KESİNTİSİZ DEVAM EDEN BİR DOĞA NÖBETİ

O yıllarda sahille ilişkili yerel halkın deniz kaplumbağalarını bildiğini ama neslinin tehlike altında olduğu ve korunması gerektiğini bilmediğini belirten Dr. Canbolat, "Alanda yapılan uzun süreli çalışmalar, medya haberleri, bilgilendirme çalışmaları, bu konuda ilk yıllara göre büyük oranda olumlu değişim sağladı.. Dünyayı bilmiyorum ama Türkiye'de uzun soluklu, kesintisiz devam eden başka bir doğa koruma çalışması olduğunu şahsen bilmiyorum. Bu durum, 25 yıl boyunca sürekli projemize destekçilerimizin ve üye olan turizm tesislerinin de bir başarısıdır. Bu projenin yürütülmemiş olmasının yaratacağı olumsuzlukları düşünmek istemiyorum bile" diye konuştu.

"OLUMSUZLUKLARI AZALTMA GAYRETİ İÇİNDEYİZ"

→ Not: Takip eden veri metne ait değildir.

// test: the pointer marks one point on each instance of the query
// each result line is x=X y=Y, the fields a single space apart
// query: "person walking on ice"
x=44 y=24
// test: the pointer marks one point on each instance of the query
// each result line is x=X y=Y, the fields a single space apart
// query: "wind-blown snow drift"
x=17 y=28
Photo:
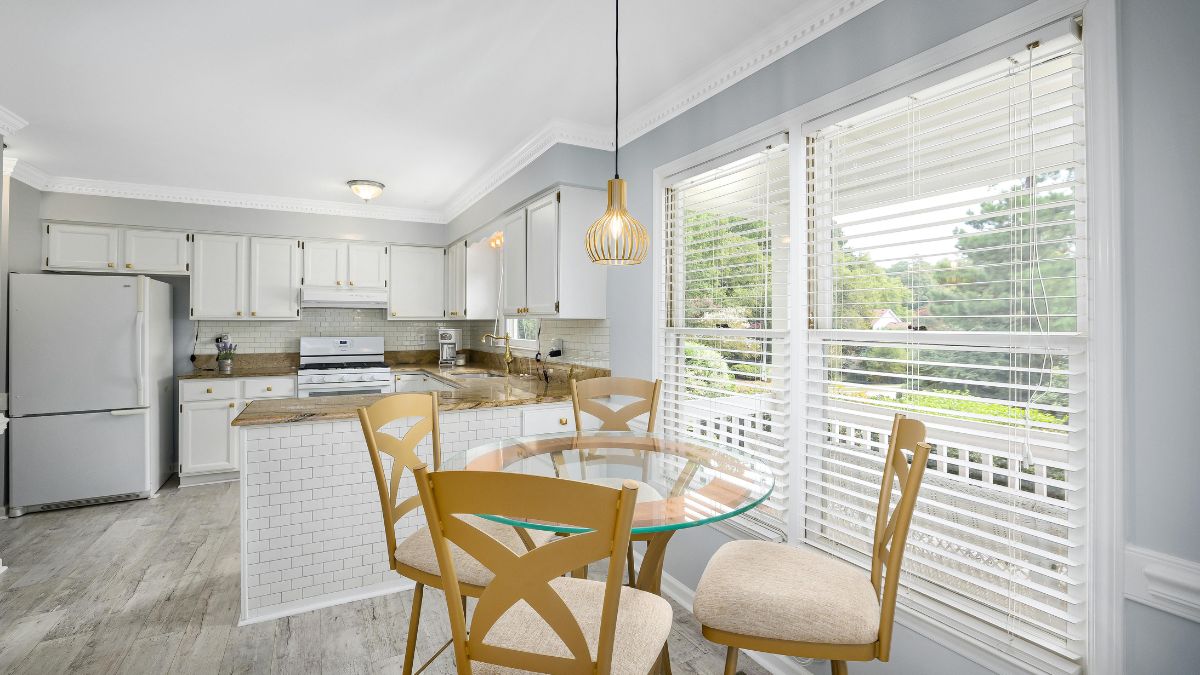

Bazı turizm tesisleri müşterilerinin burada deniz kaplumbağaları olduğunu bilerek geldiklerine işaret eden Dr. Canbolat, "Sanırım gelecek yıllarda doğal değerlerimiz ile turizmi daha iç içe yürütebileceğiz. Turizm tesislerinde yuva ya da yuvadan yavru çıkışı olduğunda üye tesisler, anında bizi bilgilendiriyor. Belediyelerimiz kumsalda bir çalışma yapmaları gerektiğinde bizlere sorup, 'Nasıl yapabiliriz' diye bilgi istiyorlar. Bunların hepsi olumlu gelişmeler. Olumsuzluklar var mı? Elbette var ama hep birlikte bunları azaltabilmek için gayret içerisindeyiz. Tabiat Varlıklarını Koruma Genel Müdürlüğü, Doğa Koruma ve Milli Parklar Genel Müdürlüğü ile yaptığımız iş birliğinin bu başarının oluşmasında katkısı olduğunu, daha iyi noktalara getirebilmek için gelecekte de olacağını vurgulamam gerekiyor" diye konuştu.

"38 BİN YUVA KAYDI ALDIK"

Projenin başladığı ilk yıl olan 1999'da 612 yuvadan 23 bin yavrunun denize ulaştırıldığını açıklayan Dr. Canbolat, "2021 yılında 3 bin 800 yuva ile zirve yapmıştık. 1999 yılından 2023 yılına kadar Belek'te yaklaşık 38 bin yuva kaydı aldık. Bu yuvalardan çıkan 1,5 milyon yavruyu denizle buluşturduk. İlk başladığımız yıllarda denize ulaşmalarına yardımcı olduğumuz yavrular, şimdi anne kaplumbağalar olarak yuvalamak için kumsala dönmeye başladı. Çeyrek asırlık bir çalışmanın en iyi öyküsü de bence bu. 25 yılda 3 bin civarında gönüllü ile çalıştım. Bir defasında, kumsalda yuva yerlerinin ölçümünü alırken Boğazkent'teki yazlıklarda kalan şirin bir teyzenin gelip, bizlere, 'Buraları da mı inşaat yapacaksınız' demesini hiç unutmam" dedi.